The Trump era and political polarisation (2017–2021)
Donald Trump, the 45th president, was inaugurated on 20 January 2017. His administration:
- Passed the Tax Cuts and Jobs Act (December 2017).
- Withdrew from the Paris Agreement (2017), the TPP, and the Iran nuclear deal (2018).
- Engaged in a trade war with China (2018–20).
- Replaced NAFTA with the USMCA (2020).
- Conducted three summits with Kim Jong-un (Singapore 2018, Hanoi 2019, DMZ 2019).
- Negotiated the Abraham Accords (2020) normalising Arab-Israeli ties.
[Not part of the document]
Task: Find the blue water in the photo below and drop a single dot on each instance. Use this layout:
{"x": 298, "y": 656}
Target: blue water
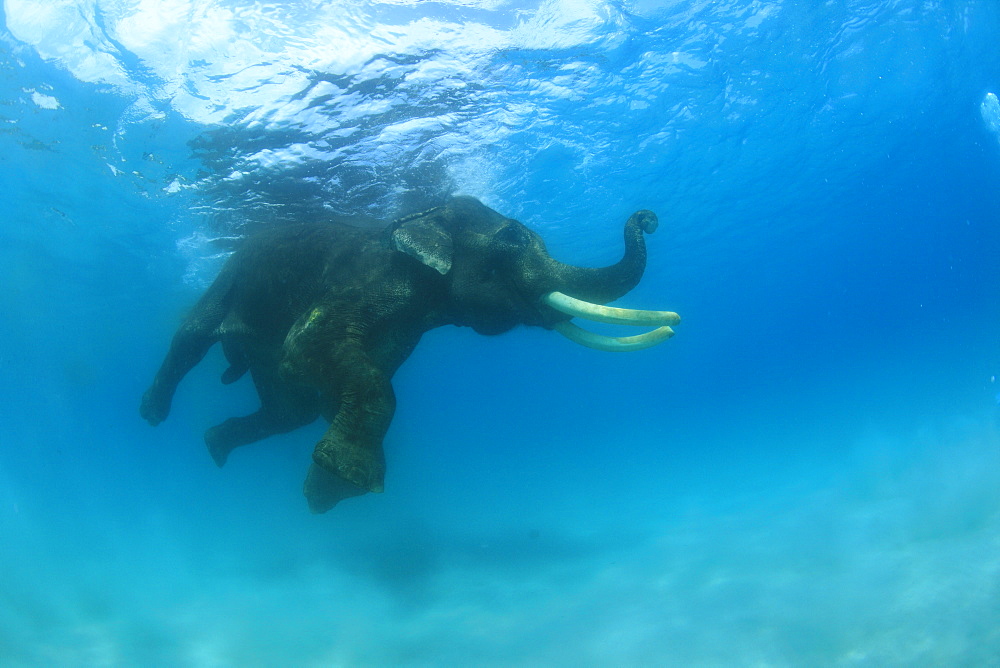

Trump was impeached twice: once by the House on 18 December 2019 (Ukraine), acquitted 5 February 2020; and a second time on 13 January 2021 (incitement of insurrection over the Capitol riot of 6 January 2021), acquitted 13 February 2021.
The COVID-19 pandemic reached the US in early 2020. Federal CARES Act ($2.2 trillion, 27 March 2020) and successor packages cushioned the economic shock. Operation Warp Speed delivered Pfizer-BioNTech and Moderna vaccines from December 2020.
Biden and the 2020s
Joe Biden was inaugurated on 20 January 2021 as the 46th president after defeating Trump in the 3 November 2020 election. His administration:
- Passed the American Rescue Plan ($1.9 trillion, March 2021).
- The Infrastructure Investment and Jobs Act (November 2021).
- The Inflation Reduction Act (16 August 2022) — $370 billion in climate and energy investment.
- Withdrew from Afghanistan (30 August 2021) after 19 years 11 months.
- Led the Western response to Russia's full-scale invasion of Ukraine (24 February 2022).
- Coordinated NATO's enlargement to Finland (2023) and Sweden (2024).
The Supreme Court overturned the right to abortion in Dobbs v. Jackson (24 June 2022), reversing Roe v. Wade (1973).
For FPSC, three "9/11 cluster" dates anchor the early 2000s: 11 September 2001 (attacks), 7 October 2001 (Afghanistan war begins), 19 March 2003 (Iraq War begins). For the 2020s, anchor 6 January 2021 (Capitol riot), 30 August 2021 (Afghan withdrawal), 24 February 2022 (Russia invades Ukraine), 24 June 2022 (Dobbs decision).
Continuing tensions
Contemporary America wrestles with intensifying political polarisation, demographic transition (the white share of population is projected to fall below 50% in the 2040s), the long-term consequences of opioid and gun-violence epidemics, an ageing infrastructure, technology platform power, and the strategic challenges of China's rise. The election cycles of 2024 and beyond will test whether the American republic — now in its third century — can manage these strains within its existing constitutional design.